The report states that demand for food and other agricultural products is expected to expand at a robust pace, particularly in emerging markets, where brisk population and income growth is boosting consumption. For example, in China:
- Per-capita food consumption in China has topped 2,900 calories/day, above the global average
- Higher incomes have led to a shift to protein-rich diets; China's protein consumption has surged above the global average
- More meat consumption has an impact along the supply chain, including higher demand for feed stock
"Growing demand for food is coming up against increasingly scarce resources, particularly land and water, supporting a secular uptrend in the prices of key farm commodities, related equities and farmland," noted Mr. Kavcic. "After being stagnant for about 20 years, agricultural commodity prices have surged, with the S&P/GSCI Agricultural and Livestock Index at levels more than twice as high as a decade ago."
According to the report, there is also scope for new product development in the agri-food sphere:
- Costly non-renewable energy is fuelling a search for other sources; U.S. ethanol production has nearly tripled since 2006.

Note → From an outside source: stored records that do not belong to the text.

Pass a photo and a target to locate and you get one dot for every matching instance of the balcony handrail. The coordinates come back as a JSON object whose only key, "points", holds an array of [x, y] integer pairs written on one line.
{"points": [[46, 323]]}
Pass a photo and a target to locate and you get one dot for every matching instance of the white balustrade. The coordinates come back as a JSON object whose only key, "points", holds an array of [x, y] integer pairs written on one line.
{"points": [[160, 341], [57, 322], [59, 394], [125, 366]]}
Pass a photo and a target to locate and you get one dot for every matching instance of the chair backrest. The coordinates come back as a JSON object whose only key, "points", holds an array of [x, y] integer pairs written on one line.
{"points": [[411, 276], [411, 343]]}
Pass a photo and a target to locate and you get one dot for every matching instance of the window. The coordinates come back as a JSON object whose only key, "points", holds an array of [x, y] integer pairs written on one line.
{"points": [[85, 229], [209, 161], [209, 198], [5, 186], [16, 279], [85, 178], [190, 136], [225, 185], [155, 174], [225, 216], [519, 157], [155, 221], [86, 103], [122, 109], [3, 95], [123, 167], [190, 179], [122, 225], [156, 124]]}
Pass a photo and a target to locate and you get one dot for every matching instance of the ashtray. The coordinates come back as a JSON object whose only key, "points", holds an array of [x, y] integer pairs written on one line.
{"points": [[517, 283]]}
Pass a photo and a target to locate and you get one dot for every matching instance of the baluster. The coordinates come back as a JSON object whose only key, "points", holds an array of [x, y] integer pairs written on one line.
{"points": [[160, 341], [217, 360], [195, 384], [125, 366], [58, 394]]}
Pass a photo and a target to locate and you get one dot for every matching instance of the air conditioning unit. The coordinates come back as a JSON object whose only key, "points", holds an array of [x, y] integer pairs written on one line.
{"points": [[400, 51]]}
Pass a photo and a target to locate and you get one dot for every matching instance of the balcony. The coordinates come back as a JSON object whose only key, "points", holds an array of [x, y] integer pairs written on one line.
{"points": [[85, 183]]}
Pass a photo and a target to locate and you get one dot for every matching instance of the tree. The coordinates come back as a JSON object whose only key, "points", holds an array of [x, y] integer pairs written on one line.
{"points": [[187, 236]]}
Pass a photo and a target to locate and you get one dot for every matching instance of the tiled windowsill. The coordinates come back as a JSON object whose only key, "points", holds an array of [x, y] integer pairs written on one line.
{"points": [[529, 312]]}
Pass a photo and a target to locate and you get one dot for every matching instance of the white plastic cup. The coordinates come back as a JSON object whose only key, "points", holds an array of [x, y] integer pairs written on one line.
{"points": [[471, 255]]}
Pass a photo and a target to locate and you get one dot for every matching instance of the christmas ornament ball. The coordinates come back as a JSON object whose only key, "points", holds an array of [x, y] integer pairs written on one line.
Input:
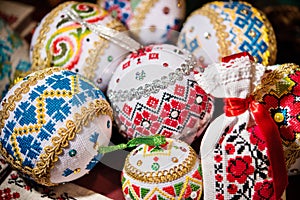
{"points": [[150, 21], [279, 92], [222, 28], [168, 171], [153, 91], [52, 124], [14, 57], [60, 41]]}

- Health care is shifting to disease prevention and the use of natural products such as nutraceuticals, including eggs with OMEGA-3 from flax, calcium-enriched fruit juice, and tomatoes with higher levels of lycopene.
The full report can be found in the weekly Focus publication at www.bmocm.com/economics.

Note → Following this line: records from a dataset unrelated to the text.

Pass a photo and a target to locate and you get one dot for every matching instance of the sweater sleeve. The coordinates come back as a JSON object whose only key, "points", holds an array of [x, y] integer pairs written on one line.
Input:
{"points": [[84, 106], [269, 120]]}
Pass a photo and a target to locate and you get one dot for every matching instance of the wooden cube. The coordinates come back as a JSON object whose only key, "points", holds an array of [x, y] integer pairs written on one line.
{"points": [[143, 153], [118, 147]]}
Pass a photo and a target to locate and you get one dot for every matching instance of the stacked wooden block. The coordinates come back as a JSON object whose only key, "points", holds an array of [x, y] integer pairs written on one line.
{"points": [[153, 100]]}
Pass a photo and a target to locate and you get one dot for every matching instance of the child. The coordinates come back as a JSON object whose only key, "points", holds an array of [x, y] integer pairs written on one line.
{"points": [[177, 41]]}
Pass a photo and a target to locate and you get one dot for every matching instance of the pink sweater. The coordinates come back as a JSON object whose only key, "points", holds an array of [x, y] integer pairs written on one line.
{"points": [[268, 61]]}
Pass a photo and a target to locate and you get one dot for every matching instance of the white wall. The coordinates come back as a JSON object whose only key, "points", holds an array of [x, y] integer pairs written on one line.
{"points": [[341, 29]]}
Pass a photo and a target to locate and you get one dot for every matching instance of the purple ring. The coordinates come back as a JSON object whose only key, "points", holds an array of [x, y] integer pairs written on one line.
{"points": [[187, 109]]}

BMO's roots in the Canadian agricultural sector date back to 1817, when it first began working with farmers. The second-largest Ag-Lending bank in Canada, BMO Bank of Montreal provides customized loan and deposit solutions to Canada's agri-business owners, the single largest core commercial sector that the bank serves.
BMO Harris Bank is one of the 10 largest Ag-Lending banks in the United States, and the largest in Wisconsin. BMO Harris Bank brings a tremendous amount of expertise in serving Ag customers; it added new customers this year, increased its overall customer base and plans on continuing to grow its business and serve Ag customers.
About BMO Financial Group
Established in 1817 as Bank of Montreal, BMO Financial Group is a highly-diversified North American financial services organization. With total assets of $525 billion as at April 30, 2012, and more than 46,000 employees, BMO Financial Group provides a broad range of retail banking, wealth management and investment banking products and solutions.